К тому времени городские власти решили вымостить тротуары, и летом, почти сразу после смерти отца мисс Эмили в городе появились признаки строительства: мулы, оборудование, бригада негров и их начальник по имени Гомер Бэррон - высокий, загорелый, проворный человек, настоящий янки, с громким голосом и светлыми глазами, выделявшимися на его темном лице. Мальчишки стайками бегали за ним, чтобы послушать, как он ругает негров, и как те поют в такт ударам кирки. Очень скоро его знал весь город. Если где-нибудь рядом с площадью раздавался громкий смех, то в центре веселящейся компании можно было без труда найти Гомера Бэррона. А вскоре по воскресным вечерам он стал появляться в городе с мисс Эмили, и они катались в легкой коляске, запряженной гнедыми, специально подобранными на извозчичьем дворе.

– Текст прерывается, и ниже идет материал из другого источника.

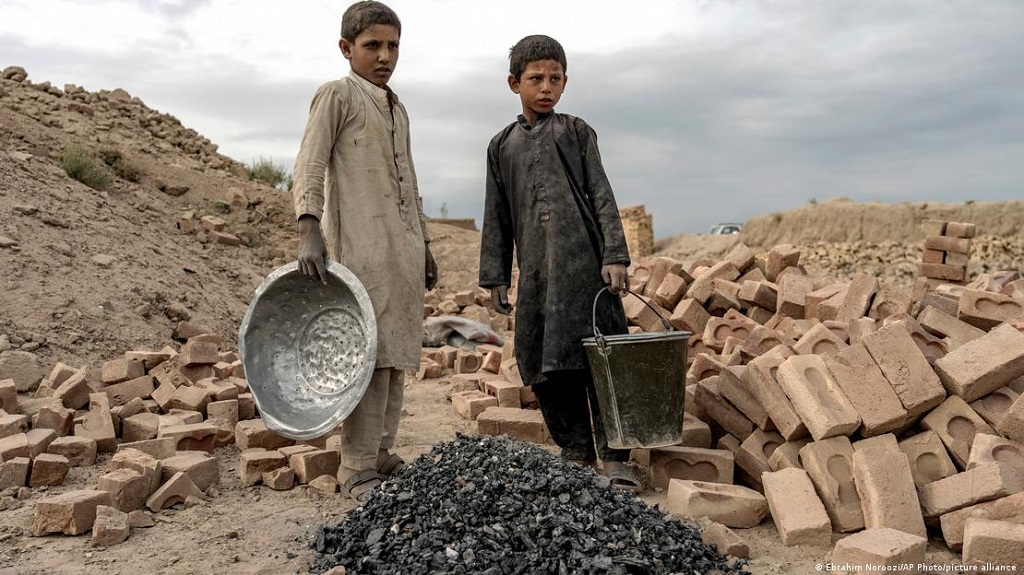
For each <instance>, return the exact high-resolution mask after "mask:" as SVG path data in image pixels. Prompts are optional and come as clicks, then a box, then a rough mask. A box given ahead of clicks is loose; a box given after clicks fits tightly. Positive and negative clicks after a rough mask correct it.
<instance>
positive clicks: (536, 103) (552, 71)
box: [509, 60, 568, 124]
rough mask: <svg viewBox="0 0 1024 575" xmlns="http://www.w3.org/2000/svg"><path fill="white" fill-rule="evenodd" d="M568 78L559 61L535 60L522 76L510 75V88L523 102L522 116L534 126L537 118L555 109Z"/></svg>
mask: <svg viewBox="0 0 1024 575" xmlns="http://www.w3.org/2000/svg"><path fill="white" fill-rule="evenodd" d="M567 80H568V78H567V77H566V76H565V72H564V71H563V70H562V64H560V63H559V62H558V60H535V61H531V62H529V63H528V64H526V68H525V70H523V71H522V76H521V77H519V78H516V77H515V76H512V75H511V74H510V75H509V88H512V91H513V92H515V93H517V94H519V99H520V100H522V115H523V117H524V118H525V119H526V121H527V122H529V123H530V124H532V123H534V122H536V121H537V117H538V116H541V115H544V114H548V113H550V112H551V110H552V109H554V108H555V104H557V103H558V100H559V98H561V97H562V91H563V90H564V89H565V82H566V81H567Z"/></svg>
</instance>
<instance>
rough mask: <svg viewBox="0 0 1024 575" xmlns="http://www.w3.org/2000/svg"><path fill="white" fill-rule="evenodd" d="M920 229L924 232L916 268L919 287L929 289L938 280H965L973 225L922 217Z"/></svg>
mask: <svg viewBox="0 0 1024 575" xmlns="http://www.w3.org/2000/svg"><path fill="white" fill-rule="evenodd" d="M921 229H922V231H923V232H924V234H925V247H924V248H925V250H924V254H923V255H922V258H921V265H920V266H919V268H918V275H919V279H918V281H919V285H921V286H920V287H919V290H922V291H931V289H932V287H935V286H936V285H938V284H939V283H963V282H965V281H966V280H967V277H968V269H967V264H968V260H970V259H971V239H972V238H973V237H974V235H975V225H974V224H971V223H964V222H946V221H943V220H925V221H924V222H923V223H922V225H921Z"/></svg>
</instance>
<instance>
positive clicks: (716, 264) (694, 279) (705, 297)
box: [686, 260, 739, 305]
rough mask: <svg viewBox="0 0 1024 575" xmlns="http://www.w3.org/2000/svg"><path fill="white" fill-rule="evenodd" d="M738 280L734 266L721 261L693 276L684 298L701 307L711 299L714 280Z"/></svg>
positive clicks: (729, 262) (725, 260)
mask: <svg viewBox="0 0 1024 575" xmlns="http://www.w3.org/2000/svg"><path fill="white" fill-rule="evenodd" d="M738 278H739V270H738V269H736V266H735V265H734V264H733V263H732V262H729V261H727V260H722V261H720V262H718V263H716V264H715V265H713V266H711V267H710V268H708V269H707V270H706V271H703V272H702V273H699V274H697V275H694V277H693V281H692V282H691V283H690V286H689V289H687V290H686V297H687V298H690V299H693V300H696V301H697V303H699V304H701V305H703V304H705V303H707V302H708V300H709V299H711V296H712V294H714V293H715V280H716V279H725V280H728V281H735V280H736V279H738Z"/></svg>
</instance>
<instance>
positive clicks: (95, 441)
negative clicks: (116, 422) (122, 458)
mask: <svg viewBox="0 0 1024 575" xmlns="http://www.w3.org/2000/svg"><path fill="white" fill-rule="evenodd" d="M75 435H77V436H79V437H88V438H90V439H92V440H93V441H95V442H96V448H97V449H98V450H99V452H100V453H111V452H113V451H114V450H115V449H116V448H117V434H116V433H115V430H114V422H113V421H112V418H111V406H110V400H109V399H108V397H106V394H103V393H93V394H90V395H89V411H88V412H87V413H86V414H85V416H84V417H83V418H82V423H81V424H77V425H76V426H75Z"/></svg>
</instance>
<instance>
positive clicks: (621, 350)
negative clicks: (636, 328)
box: [583, 287, 690, 449]
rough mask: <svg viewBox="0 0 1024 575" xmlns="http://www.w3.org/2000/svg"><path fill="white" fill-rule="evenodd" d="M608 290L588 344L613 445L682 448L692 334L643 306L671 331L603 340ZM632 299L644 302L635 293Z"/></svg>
mask: <svg viewBox="0 0 1024 575" xmlns="http://www.w3.org/2000/svg"><path fill="white" fill-rule="evenodd" d="M607 290H608V289H607V287H603V289H602V290H601V291H600V292H598V293H597V296H595V297H594V337H593V338H586V339H584V341H583V345H584V348H585V349H586V351H587V360H588V361H589V362H590V370H591V373H592V374H593V377H594V385H595V387H596V388H597V400H598V404H599V406H600V408H601V418H602V419H603V421H604V431H605V435H606V436H607V439H608V445H609V446H610V447H613V448H616V449H633V448H640V447H665V446H667V445H676V444H679V443H680V442H682V440H683V402H684V400H685V388H686V341H687V340H688V339H689V338H690V333H689V331H677V330H676V329H675V328H674V327H673V326H672V325H671V324H670V323H669V322H668V321H667V320H666V319H665V317H662V315H660V314H659V313H657V310H655V309H654V308H653V307H652V306H651V305H650V304H648V303H647V302H646V301H644V304H645V305H647V307H650V309H651V310H652V311H654V313H655V314H657V316H658V318H659V319H660V320H662V323H663V324H665V326H666V331H663V333H653V334H627V335H622V336H603V335H601V333H600V331H599V330H598V328H597V301H598V298H600V297H601V294H603V293H604V292H606V291H607ZM609 294H610V292H609ZM629 294H631V295H633V296H634V297H637V298H639V296H637V295H636V294H634V293H633V292H629ZM641 301H643V299H642V298H641Z"/></svg>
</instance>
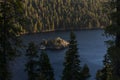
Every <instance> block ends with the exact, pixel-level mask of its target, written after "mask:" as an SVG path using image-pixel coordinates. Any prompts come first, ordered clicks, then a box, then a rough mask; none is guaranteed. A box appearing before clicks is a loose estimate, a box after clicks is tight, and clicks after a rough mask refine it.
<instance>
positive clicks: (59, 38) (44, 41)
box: [40, 37, 69, 50]
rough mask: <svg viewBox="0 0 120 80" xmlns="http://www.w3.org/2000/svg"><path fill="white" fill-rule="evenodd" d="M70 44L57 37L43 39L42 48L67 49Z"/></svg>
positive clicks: (40, 44) (50, 48) (40, 46)
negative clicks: (47, 39)
mask: <svg viewBox="0 0 120 80" xmlns="http://www.w3.org/2000/svg"><path fill="white" fill-rule="evenodd" d="M68 45H69V42H68V41H66V40H64V39H62V38H60V37H57V38H55V39H50V40H46V39H43V40H42V41H41V43H40V49H50V50H59V49H65V48H67V47H68Z"/></svg>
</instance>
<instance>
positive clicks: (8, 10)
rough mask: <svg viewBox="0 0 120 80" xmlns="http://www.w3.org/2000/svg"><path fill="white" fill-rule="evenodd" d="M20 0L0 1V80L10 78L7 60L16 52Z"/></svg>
mask: <svg viewBox="0 0 120 80" xmlns="http://www.w3.org/2000/svg"><path fill="white" fill-rule="evenodd" d="M22 14H23V7H22V0H19V1H18V0H1V1H0V40H1V41H0V80H10V79H11V78H10V69H9V61H10V60H11V59H12V58H13V57H14V55H15V53H16V52H17V48H16V46H18V45H19V43H20V39H19V37H18V34H19V33H20V29H19V27H18V26H21V25H22V24H21V23H22V16H23V15H22Z"/></svg>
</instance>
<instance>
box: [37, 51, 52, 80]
mask: <svg viewBox="0 0 120 80" xmlns="http://www.w3.org/2000/svg"><path fill="white" fill-rule="evenodd" d="M39 62H40V77H41V76H42V78H43V79H44V80H54V72H53V68H52V66H51V64H50V60H49V58H48V55H47V54H46V52H45V50H42V51H41V55H40V61H39Z"/></svg>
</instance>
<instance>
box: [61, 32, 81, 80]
mask: <svg viewBox="0 0 120 80" xmlns="http://www.w3.org/2000/svg"><path fill="white" fill-rule="evenodd" d="M80 71H81V67H80V60H79V55H78V48H77V41H76V37H75V34H74V33H73V32H71V34H70V41H69V48H68V50H67V51H66V55H65V62H64V69H63V74H62V80H80V78H81V76H80V73H81V72H80Z"/></svg>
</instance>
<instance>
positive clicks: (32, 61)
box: [25, 42, 38, 80]
mask: <svg viewBox="0 0 120 80" xmlns="http://www.w3.org/2000/svg"><path fill="white" fill-rule="evenodd" d="M37 53H38V51H37V47H36V46H35V44H34V43H33V42H30V43H29V46H28V49H27V50H26V56H27V63H26V64H25V66H26V69H25V70H26V71H27V73H28V80H36V77H37V72H36V69H37V57H38V56H37Z"/></svg>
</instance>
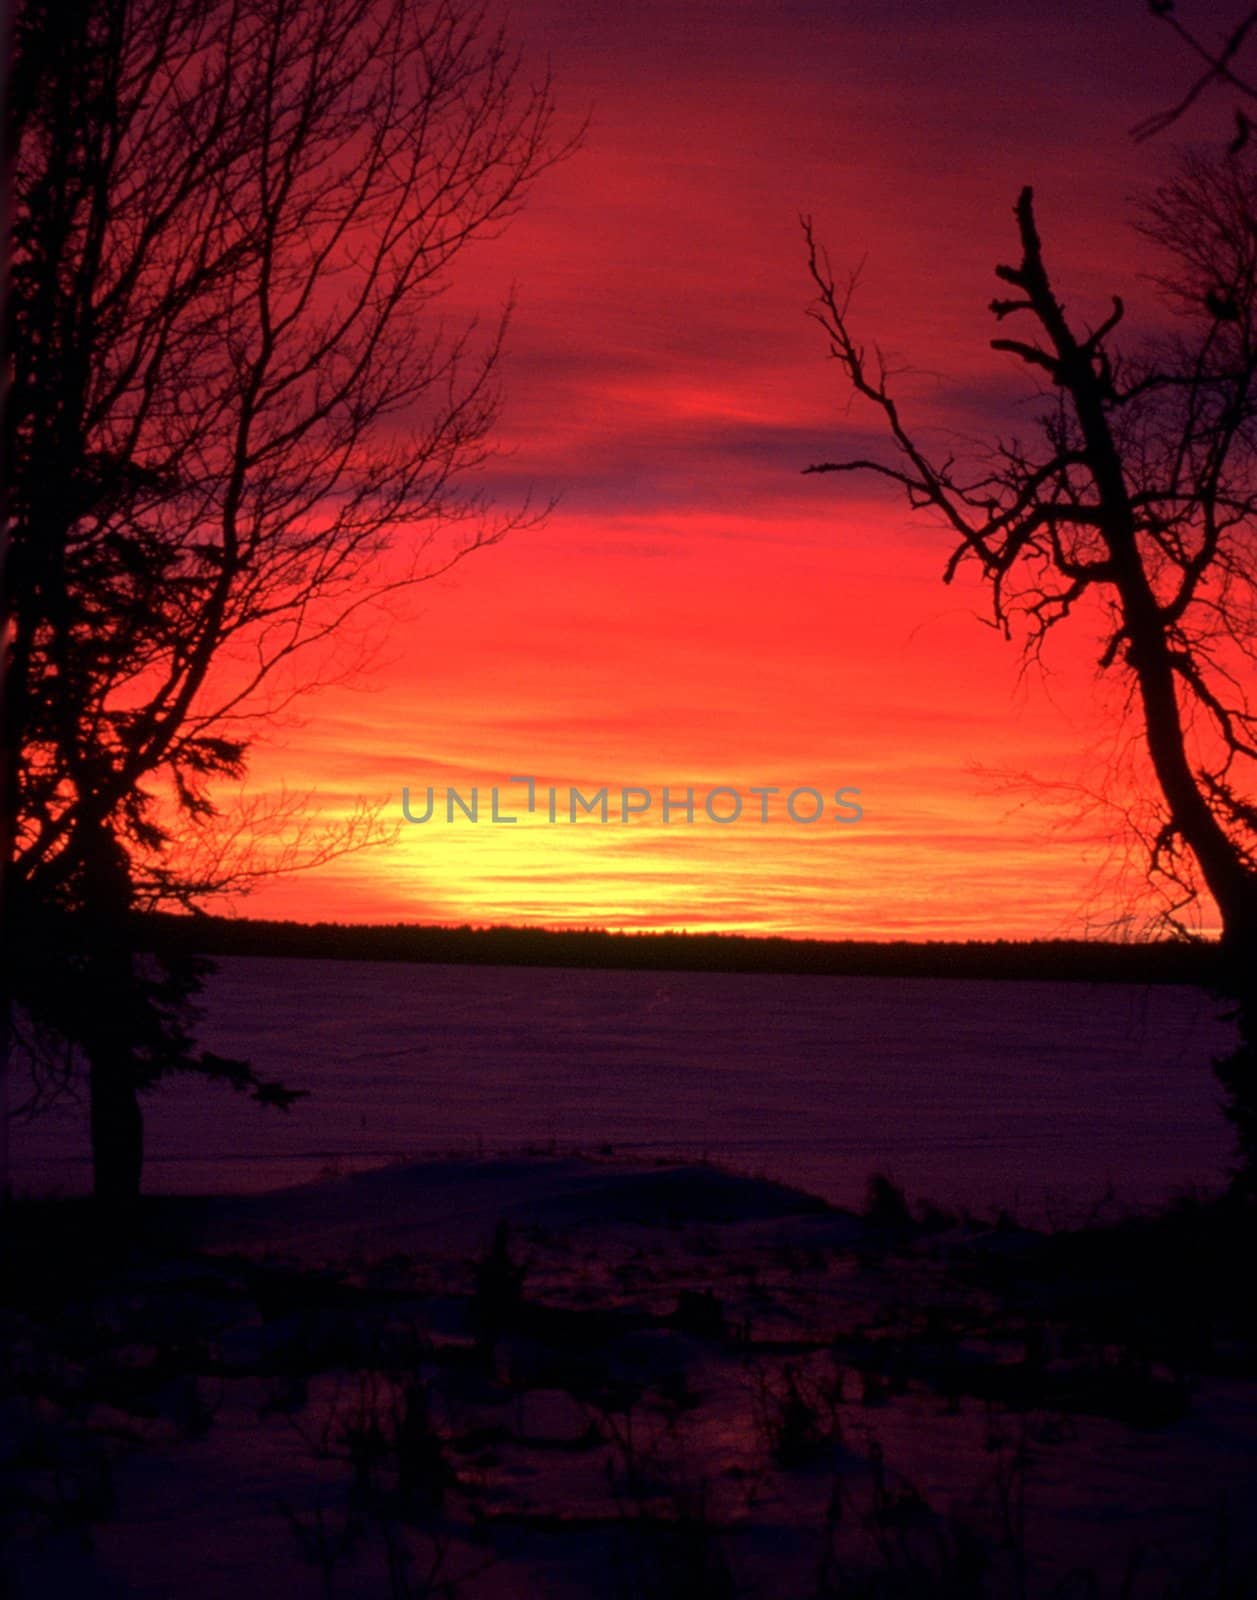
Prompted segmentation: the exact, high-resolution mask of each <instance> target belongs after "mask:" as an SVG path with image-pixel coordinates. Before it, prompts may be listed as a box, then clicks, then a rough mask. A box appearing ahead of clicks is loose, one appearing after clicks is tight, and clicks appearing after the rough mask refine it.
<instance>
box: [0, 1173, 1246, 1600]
mask: <svg viewBox="0 0 1257 1600" xmlns="http://www.w3.org/2000/svg"><path fill="white" fill-rule="evenodd" d="M150 1214H152V1218H155V1219H157V1221H158V1222H160V1224H162V1227H163V1229H165V1232H163V1235H162V1242H160V1243H158V1245H157V1246H154V1245H152V1243H149V1245H147V1246H141V1248H131V1250H128V1251H123V1253H120V1254H115V1258H114V1259H112V1261H102V1259H101V1258H99V1254H98V1251H96V1248H94V1245H93V1240H91V1235H90V1214H88V1213H86V1210H85V1208H83V1206H77V1208H75V1206H74V1205H59V1206H45V1208H38V1206H29V1208H24V1210H22V1211H21V1221H22V1222H24V1224H26V1227H27V1230H29V1232H27V1248H26V1250H21V1248H19V1250H18V1251H14V1270H13V1274H11V1277H10V1280H8V1283H6V1285H5V1293H3V1302H5V1309H3V1312H0V1318H2V1320H3V1334H5V1349H6V1352H8V1355H6V1360H5V1363H3V1378H5V1381H3V1384H0V1544H3V1542H5V1536H8V1554H6V1557H0V1589H3V1592H5V1594H6V1595H13V1597H14V1600H61V1597H62V1595H64V1597H67V1600H69V1597H74V1600H122V1597H126V1600H173V1597H178V1600H222V1597H227V1595H230V1597H233V1600H249V1597H254V1595H259V1597H280V1595H283V1597H285V1600H289V1597H291V1600H320V1597H321V1600H331V1597H342V1600H401V1597H419V1595H432V1597H437V1595H441V1597H445V1600H453V1597H464V1600H509V1597H510V1600H542V1597H547V1600H568V1597H571V1600H577V1597H593V1595H597V1597H625V1600H627V1597H641V1595H649V1597H652V1600H654V1597H662V1600H670V1597H676V1600H681V1597H684V1600H734V1597H740V1600H840V1597H841V1600H852V1597H897V1600H918V1597H920V1600H936V1597H952V1600H963V1597H968V1600H1049V1597H1054V1600H1060V1597H1095V1600H1107V1597H1113V1600H1119V1597H1121V1600H1158V1597H1159V1600H1164V1597H1171V1595H1172V1597H1175V1600H1193V1597H1196V1600H1204V1597H1212V1600H1220V1597H1223V1595H1225V1597H1228V1600H1238V1597H1241V1595H1249V1594H1255V1592H1257V1587H1254V1586H1257V1542H1255V1534H1257V1517H1254V1512H1257V1485H1254V1478H1252V1470H1251V1464H1252V1440H1254V1437H1257V1339H1255V1338H1254V1325H1252V1314H1251V1309H1247V1310H1246V1307H1247V1298H1246V1296H1244V1294H1243V1290H1241V1286H1239V1277H1241V1274H1239V1272H1236V1262H1238V1261H1239V1258H1241V1253H1243V1251H1241V1250H1239V1248H1238V1246H1239V1245H1241V1242H1243V1240H1244V1238H1246V1237H1249V1235H1246V1234H1244V1232H1243V1229H1244V1224H1243V1222H1241V1224H1239V1226H1238V1232H1236V1234H1235V1237H1233V1238H1230V1242H1225V1232H1227V1229H1228V1227H1233V1226H1236V1224H1235V1219H1231V1222H1228V1221H1227V1219H1225V1218H1223V1216H1222V1214H1220V1213H1211V1211H1207V1210H1201V1208H1191V1206H1185V1208H1183V1210H1182V1211H1180V1213H1179V1214H1177V1216H1175V1218H1169V1219H1163V1221H1159V1222H1156V1224H1139V1226H1127V1227H1124V1229H1108V1230H1102V1232H1099V1234H1087V1235H1079V1237H1068V1235H1057V1237H1054V1238H1048V1237H1044V1235H1041V1234H1035V1232H1028V1230H1024V1229H1017V1227H1011V1226H1000V1227H990V1226H984V1224H980V1222H963V1221H958V1219H955V1218H944V1216H940V1214H937V1213H936V1214H932V1216H928V1218H918V1219H913V1218H910V1216H908V1213H907V1211H904V1210H902V1202H900V1200H897V1198H896V1195H894V1194H892V1192H891V1190H886V1189H883V1190H881V1192H880V1197H878V1203H875V1205H873V1206H870V1208H868V1211H867V1213H865V1214H852V1213H846V1211H836V1210H828V1208H827V1206H824V1205H819V1203H817V1202H814V1200H812V1198H809V1197H808V1195H803V1194H800V1192H798V1190H790V1189H788V1187H784V1186H776V1184H769V1182H764V1181H756V1179H747V1178H739V1176H736V1174H728V1173H723V1171H720V1170H713V1168H705V1166H696V1165H665V1166H652V1165H646V1163H641V1162H638V1163H622V1162H613V1160H577V1158H573V1157H561V1158H545V1157H537V1158H512V1160H485V1162H477V1160H449V1162H440V1163H416V1165H408V1166H397V1168H390V1170H384V1171H376V1173H363V1174H353V1176H342V1178H339V1179H326V1181H323V1182H320V1184H315V1186H310V1187H305V1189H294V1190H285V1192H275V1194H267V1195H251V1197H219V1198H214V1200H211V1202H209V1203H208V1205H203V1203H195V1205H190V1206H181V1205H179V1203H178V1202H166V1203H165V1206H162V1205H158V1206H155V1208H152V1211H150ZM502 1224H504V1230H502V1227H501V1226H502ZM40 1230H45V1232H43V1235H42V1234H40ZM1214 1246H1215V1248H1214ZM1211 1251H1212V1254H1214V1256H1215V1259H1212V1261H1211V1259H1209V1256H1211ZM5 1582H6V1584H8V1587H5Z"/></svg>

Поначалу мы просто обрадовались тому, что мисс Эмили хотя бы к чему-то проявила интерес. Это знакомство не вызывало никаких пересудов, потому что женщины все как одна утверждали: "Член семьи Грирсонов никогда, конечно, не выйдет замуж за северянина-поденщика". Но были и другие, более старые люди, говорившие, что даже горе не может заставить настоящую леди забыть кодекс чести (последних двух слов, впрочем, не упоминая). Они говорили лишь: "Бедняжка Эмили. Сейчас не мешало бы, чтобы ее навестили родственники". У нее была какая-то родня в Алабаме, но много лет назад ее отец поссорился с ними из-за поместья старой леди Уайетт, сошедшей с ума, и между двумя семьями не поддерживалось никаких отношений. Они не приехали даже на похороны.
Однако, как только старики стали звать ее не иначе, как "бедняжкой Эмили", начались разговоры. "Вы думаете, это правда?" - спрашивали люди один у другого. "Да, конечно. Что же еще могло..." Все это говорилось за опасливо приставленными ладонями. Всякий раз, когда воскресными вечерами на улице раздавалось звучное быстрое цоканье копыт по мостовой, за закрытыми ставнями слышался шелест опускаемого шелка или атласа, и казалось, что копыта выстукивают: "Бедняжка Эмили".